January 5, 2009

Another version of the "end of history"


... What was going on in Peking in Caesar's time, or in Zambesi in Napoleon's, was going on on another planet. But melodic history is no longer possible. All political themes are entangled and every event that takes place immediately assumes a multitude of simultaneous and inseparable meanings.

The politics of a Richelieu or a Bismarck are lost and lose their meaning in this new environment. The ideas that they made use of in their schemes, the aims that they could advance to satisfy the ambitions of their people, the forces which figured in their calculations, all become of no import....
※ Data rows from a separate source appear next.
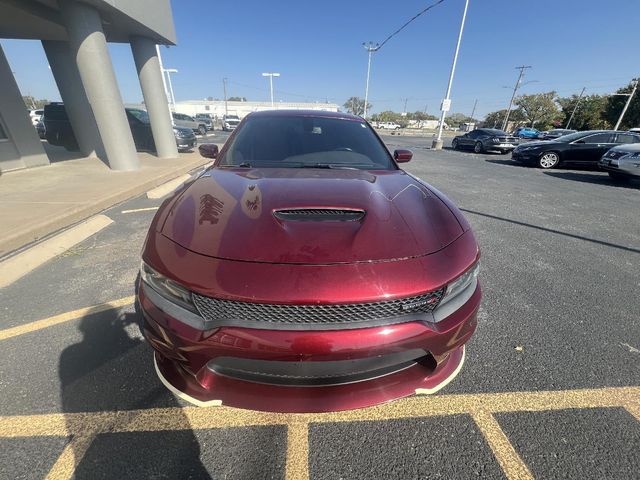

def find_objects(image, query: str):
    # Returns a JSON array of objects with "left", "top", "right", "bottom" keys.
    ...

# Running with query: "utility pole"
[
  {"left": 471, "top": 98, "right": 478, "bottom": 120},
  {"left": 613, "top": 80, "right": 638, "bottom": 130},
  {"left": 502, "top": 65, "right": 531, "bottom": 130},
  {"left": 564, "top": 87, "right": 587, "bottom": 129},
  {"left": 432, "top": 0, "right": 469, "bottom": 150},
  {"left": 262, "top": 73, "right": 280, "bottom": 108},
  {"left": 222, "top": 77, "right": 229, "bottom": 117},
  {"left": 362, "top": 42, "right": 380, "bottom": 120}
]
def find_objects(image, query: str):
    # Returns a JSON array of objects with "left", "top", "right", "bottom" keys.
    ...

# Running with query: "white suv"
[{"left": 378, "top": 122, "right": 400, "bottom": 130}]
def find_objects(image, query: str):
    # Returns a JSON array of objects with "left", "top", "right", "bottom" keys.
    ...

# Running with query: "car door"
[{"left": 565, "top": 133, "right": 615, "bottom": 164}]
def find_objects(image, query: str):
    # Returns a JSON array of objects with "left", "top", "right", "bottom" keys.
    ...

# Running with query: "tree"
[
  {"left": 482, "top": 108, "right": 527, "bottom": 128},
  {"left": 515, "top": 92, "right": 561, "bottom": 130},
  {"left": 22, "top": 95, "right": 51, "bottom": 110},
  {"left": 343, "top": 97, "right": 371, "bottom": 115},
  {"left": 604, "top": 79, "right": 640, "bottom": 130},
  {"left": 558, "top": 94, "right": 612, "bottom": 130}
]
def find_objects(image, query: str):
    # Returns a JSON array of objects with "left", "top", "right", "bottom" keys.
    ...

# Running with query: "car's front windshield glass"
[
  {"left": 557, "top": 132, "right": 585, "bottom": 142},
  {"left": 129, "top": 109, "right": 150, "bottom": 124},
  {"left": 219, "top": 115, "right": 396, "bottom": 170}
]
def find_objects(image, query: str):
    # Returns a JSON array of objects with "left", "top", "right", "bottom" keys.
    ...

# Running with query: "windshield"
[
  {"left": 128, "top": 109, "right": 149, "bottom": 124},
  {"left": 219, "top": 115, "right": 395, "bottom": 170},
  {"left": 482, "top": 128, "right": 509, "bottom": 137},
  {"left": 556, "top": 132, "right": 589, "bottom": 142}
]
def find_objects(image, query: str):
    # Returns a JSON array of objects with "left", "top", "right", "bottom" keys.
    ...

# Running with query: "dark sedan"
[
  {"left": 511, "top": 130, "right": 640, "bottom": 169},
  {"left": 538, "top": 128, "right": 577, "bottom": 140},
  {"left": 451, "top": 128, "right": 518, "bottom": 154}
]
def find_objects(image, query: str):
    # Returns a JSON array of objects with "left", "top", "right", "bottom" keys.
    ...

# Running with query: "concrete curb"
[{"left": 0, "top": 157, "right": 211, "bottom": 259}]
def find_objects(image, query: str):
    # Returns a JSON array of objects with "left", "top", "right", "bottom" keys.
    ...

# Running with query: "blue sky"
[{"left": 2, "top": 0, "right": 640, "bottom": 116}]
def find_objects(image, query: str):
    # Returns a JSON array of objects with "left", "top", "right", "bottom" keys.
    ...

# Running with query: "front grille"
[
  {"left": 273, "top": 208, "right": 365, "bottom": 222},
  {"left": 193, "top": 288, "right": 445, "bottom": 328}
]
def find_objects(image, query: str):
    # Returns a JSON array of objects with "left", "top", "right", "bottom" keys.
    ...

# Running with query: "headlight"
[
  {"left": 140, "top": 262, "right": 198, "bottom": 313},
  {"left": 440, "top": 262, "right": 480, "bottom": 305}
]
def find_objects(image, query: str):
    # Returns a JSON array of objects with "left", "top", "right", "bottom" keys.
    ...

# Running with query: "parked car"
[
  {"left": 598, "top": 143, "right": 640, "bottom": 180},
  {"left": 195, "top": 113, "right": 213, "bottom": 130},
  {"left": 511, "top": 130, "right": 640, "bottom": 169},
  {"left": 29, "top": 108, "right": 44, "bottom": 126},
  {"left": 451, "top": 128, "right": 518, "bottom": 154},
  {"left": 513, "top": 127, "right": 540, "bottom": 138},
  {"left": 171, "top": 112, "right": 207, "bottom": 135},
  {"left": 136, "top": 110, "right": 481, "bottom": 412},
  {"left": 538, "top": 128, "right": 577, "bottom": 140},
  {"left": 43, "top": 103, "right": 197, "bottom": 152},
  {"left": 378, "top": 122, "right": 401, "bottom": 130},
  {"left": 222, "top": 115, "right": 240, "bottom": 132},
  {"left": 36, "top": 119, "right": 46, "bottom": 140}
]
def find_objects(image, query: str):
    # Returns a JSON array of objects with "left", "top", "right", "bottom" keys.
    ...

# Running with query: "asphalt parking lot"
[{"left": 0, "top": 131, "right": 640, "bottom": 479}]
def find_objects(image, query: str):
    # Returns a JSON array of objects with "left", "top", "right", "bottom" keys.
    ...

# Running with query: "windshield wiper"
[{"left": 300, "top": 163, "right": 358, "bottom": 170}]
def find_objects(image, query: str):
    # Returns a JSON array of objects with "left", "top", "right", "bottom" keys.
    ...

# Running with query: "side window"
[
  {"left": 616, "top": 133, "right": 638, "bottom": 143},
  {"left": 583, "top": 133, "right": 613, "bottom": 143}
]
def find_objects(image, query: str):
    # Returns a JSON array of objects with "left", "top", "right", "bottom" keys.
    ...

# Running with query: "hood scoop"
[{"left": 273, "top": 208, "right": 365, "bottom": 222}]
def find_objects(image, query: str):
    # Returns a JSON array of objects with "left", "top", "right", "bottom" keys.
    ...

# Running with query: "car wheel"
[{"left": 538, "top": 152, "right": 560, "bottom": 169}]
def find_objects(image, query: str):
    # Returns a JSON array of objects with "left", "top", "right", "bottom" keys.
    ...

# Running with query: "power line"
[{"left": 376, "top": 0, "right": 445, "bottom": 50}]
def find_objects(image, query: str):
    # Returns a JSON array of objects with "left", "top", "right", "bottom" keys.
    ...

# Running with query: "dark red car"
[{"left": 138, "top": 111, "right": 481, "bottom": 412}]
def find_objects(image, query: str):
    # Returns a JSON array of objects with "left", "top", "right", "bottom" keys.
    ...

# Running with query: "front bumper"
[{"left": 138, "top": 284, "right": 481, "bottom": 412}]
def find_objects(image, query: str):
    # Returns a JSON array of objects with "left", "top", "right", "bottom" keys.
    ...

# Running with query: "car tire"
[
  {"left": 607, "top": 172, "right": 630, "bottom": 182},
  {"left": 538, "top": 152, "right": 560, "bottom": 170}
]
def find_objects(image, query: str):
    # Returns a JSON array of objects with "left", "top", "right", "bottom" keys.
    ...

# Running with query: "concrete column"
[
  {"left": 131, "top": 36, "right": 178, "bottom": 158},
  {"left": 58, "top": 0, "right": 140, "bottom": 170},
  {"left": 42, "top": 40, "right": 107, "bottom": 162}
]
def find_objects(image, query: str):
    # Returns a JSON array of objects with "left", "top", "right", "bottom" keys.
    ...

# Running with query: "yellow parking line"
[
  {"left": 285, "top": 422, "right": 309, "bottom": 480},
  {"left": 0, "top": 387, "right": 640, "bottom": 479},
  {"left": 0, "top": 295, "right": 135, "bottom": 340},
  {"left": 120, "top": 207, "right": 160, "bottom": 213},
  {"left": 471, "top": 411, "right": 533, "bottom": 480}
]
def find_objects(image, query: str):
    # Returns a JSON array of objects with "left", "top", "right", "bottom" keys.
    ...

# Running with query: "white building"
[{"left": 170, "top": 100, "right": 338, "bottom": 118}]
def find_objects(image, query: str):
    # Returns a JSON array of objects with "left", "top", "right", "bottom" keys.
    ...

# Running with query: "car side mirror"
[
  {"left": 198, "top": 143, "right": 218, "bottom": 159},
  {"left": 393, "top": 150, "right": 413, "bottom": 163}
]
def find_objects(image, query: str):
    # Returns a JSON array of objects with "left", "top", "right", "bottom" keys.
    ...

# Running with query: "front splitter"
[{"left": 154, "top": 345, "right": 465, "bottom": 413}]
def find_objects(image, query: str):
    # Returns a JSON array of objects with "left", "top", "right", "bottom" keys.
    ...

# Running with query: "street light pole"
[
  {"left": 502, "top": 65, "right": 531, "bottom": 131},
  {"left": 432, "top": 0, "right": 469, "bottom": 150},
  {"left": 165, "top": 68, "right": 178, "bottom": 110},
  {"left": 262, "top": 73, "right": 280, "bottom": 108},
  {"left": 564, "top": 87, "right": 587, "bottom": 129},
  {"left": 613, "top": 80, "right": 638, "bottom": 130},
  {"left": 362, "top": 42, "right": 380, "bottom": 120}
]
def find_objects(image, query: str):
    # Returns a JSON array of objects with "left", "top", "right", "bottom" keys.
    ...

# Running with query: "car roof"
[{"left": 247, "top": 110, "right": 362, "bottom": 123}]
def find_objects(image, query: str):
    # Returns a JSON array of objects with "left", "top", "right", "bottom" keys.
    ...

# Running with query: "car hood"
[
  {"left": 519, "top": 140, "right": 562, "bottom": 149},
  {"left": 161, "top": 168, "right": 463, "bottom": 265}
]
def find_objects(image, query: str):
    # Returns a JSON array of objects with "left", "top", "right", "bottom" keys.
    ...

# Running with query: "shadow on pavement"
[
  {"left": 59, "top": 304, "right": 211, "bottom": 479},
  {"left": 544, "top": 172, "right": 640, "bottom": 190}
]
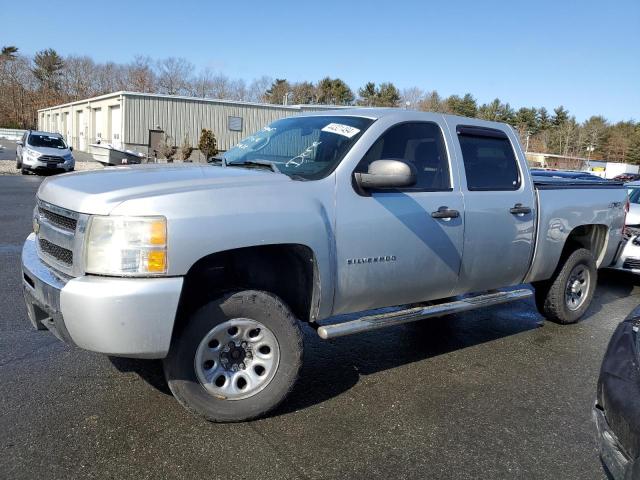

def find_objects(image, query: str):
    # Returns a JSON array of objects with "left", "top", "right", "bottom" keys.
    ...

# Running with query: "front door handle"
[
  {"left": 431, "top": 207, "right": 460, "bottom": 218},
  {"left": 509, "top": 203, "right": 531, "bottom": 215}
]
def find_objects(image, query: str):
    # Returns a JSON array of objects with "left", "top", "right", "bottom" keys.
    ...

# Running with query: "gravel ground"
[{"left": 0, "top": 160, "right": 104, "bottom": 175}]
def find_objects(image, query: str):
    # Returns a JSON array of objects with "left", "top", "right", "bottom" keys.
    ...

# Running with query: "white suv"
[{"left": 16, "top": 130, "right": 76, "bottom": 174}]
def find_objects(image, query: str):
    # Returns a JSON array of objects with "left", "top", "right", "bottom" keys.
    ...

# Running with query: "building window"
[{"left": 229, "top": 117, "right": 242, "bottom": 132}]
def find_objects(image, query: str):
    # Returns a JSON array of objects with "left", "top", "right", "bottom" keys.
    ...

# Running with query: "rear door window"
[{"left": 457, "top": 126, "right": 521, "bottom": 191}]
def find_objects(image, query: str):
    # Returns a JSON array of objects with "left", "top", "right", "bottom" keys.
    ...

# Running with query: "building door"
[
  {"left": 91, "top": 108, "right": 103, "bottom": 143},
  {"left": 109, "top": 105, "right": 122, "bottom": 148},
  {"left": 64, "top": 112, "right": 73, "bottom": 145},
  {"left": 76, "top": 110, "right": 87, "bottom": 151}
]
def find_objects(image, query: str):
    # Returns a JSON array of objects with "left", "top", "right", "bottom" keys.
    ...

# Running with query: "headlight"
[
  {"left": 27, "top": 149, "right": 42, "bottom": 160},
  {"left": 85, "top": 215, "right": 167, "bottom": 276}
]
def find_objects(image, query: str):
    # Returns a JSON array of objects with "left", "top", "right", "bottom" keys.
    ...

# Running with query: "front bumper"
[
  {"left": 609, "top": 236, "right": 640, "bottom": 274},
  {"left": 22, "top": 157, "right": 76, "bottom": 172},
  {"left": 593, "top": 407, "right": 638, "bottom": 480},
  {"left": 22, "top": 234, "right": 183, "bottom": 358}
]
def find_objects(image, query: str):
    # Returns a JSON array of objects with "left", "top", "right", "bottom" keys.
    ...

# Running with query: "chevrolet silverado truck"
[{"left": 22, "top": 109, "right": 627, "bottom": 422}]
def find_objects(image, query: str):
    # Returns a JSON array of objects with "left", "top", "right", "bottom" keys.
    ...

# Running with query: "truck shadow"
[{"left": 109, "top": 271, "right": 640, "bottom": 416}]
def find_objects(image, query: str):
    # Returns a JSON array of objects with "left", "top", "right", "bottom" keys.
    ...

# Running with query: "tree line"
[{"left": 0, "top": 46, "right": 640, "bottom": 164}]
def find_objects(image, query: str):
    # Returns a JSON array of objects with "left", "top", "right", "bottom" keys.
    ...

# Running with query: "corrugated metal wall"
[{"left": 123, "top": 94, "right": 338, "bottom": 150}]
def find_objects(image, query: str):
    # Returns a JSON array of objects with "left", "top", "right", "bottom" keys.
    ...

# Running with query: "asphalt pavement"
[{"left": 0, "top": 176, "right": 640, "bottom": 480}]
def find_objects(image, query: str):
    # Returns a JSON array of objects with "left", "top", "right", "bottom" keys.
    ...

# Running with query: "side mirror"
[{"left": 354, "top": 160, "right": 416, "bottom": 189}]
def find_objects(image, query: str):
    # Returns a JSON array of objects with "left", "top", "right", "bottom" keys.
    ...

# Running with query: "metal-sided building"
[{"left": 38, "top": 91, "right": 337, "bottom": 154}]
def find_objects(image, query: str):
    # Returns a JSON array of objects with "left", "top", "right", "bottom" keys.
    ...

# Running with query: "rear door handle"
[
  {"left": 509, "top": 203, "right": 531, "bottom": 215},
  {"left": 431, "top": 207, "right": 460, "bottom": 218}
]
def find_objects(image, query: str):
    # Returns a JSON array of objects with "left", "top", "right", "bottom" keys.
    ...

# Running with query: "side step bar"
[{"left": 318, "top": 288, "right": 533, "bottom": 340}]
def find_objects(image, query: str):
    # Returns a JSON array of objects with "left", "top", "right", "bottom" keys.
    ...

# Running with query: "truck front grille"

With effects so rapidly becoming independent of their causes, and even antagonistic to their causes, perhaps it will now be considered puerile, dangerous and insane to seek out events -- a habit essentially due to history and sustained by it. It is not that, in the meanwhile, there will no longer be events and monumental moments; there will be prodigious ones! But those whose function it is to await them, or prepare them, or to ward them off, will of necessity learn more and more to beware of their results. It will no longer suffice to combine the will with the ability in order to undertake some enterprise. Nothing has been more destroyed by the last war than the pretension to foresight.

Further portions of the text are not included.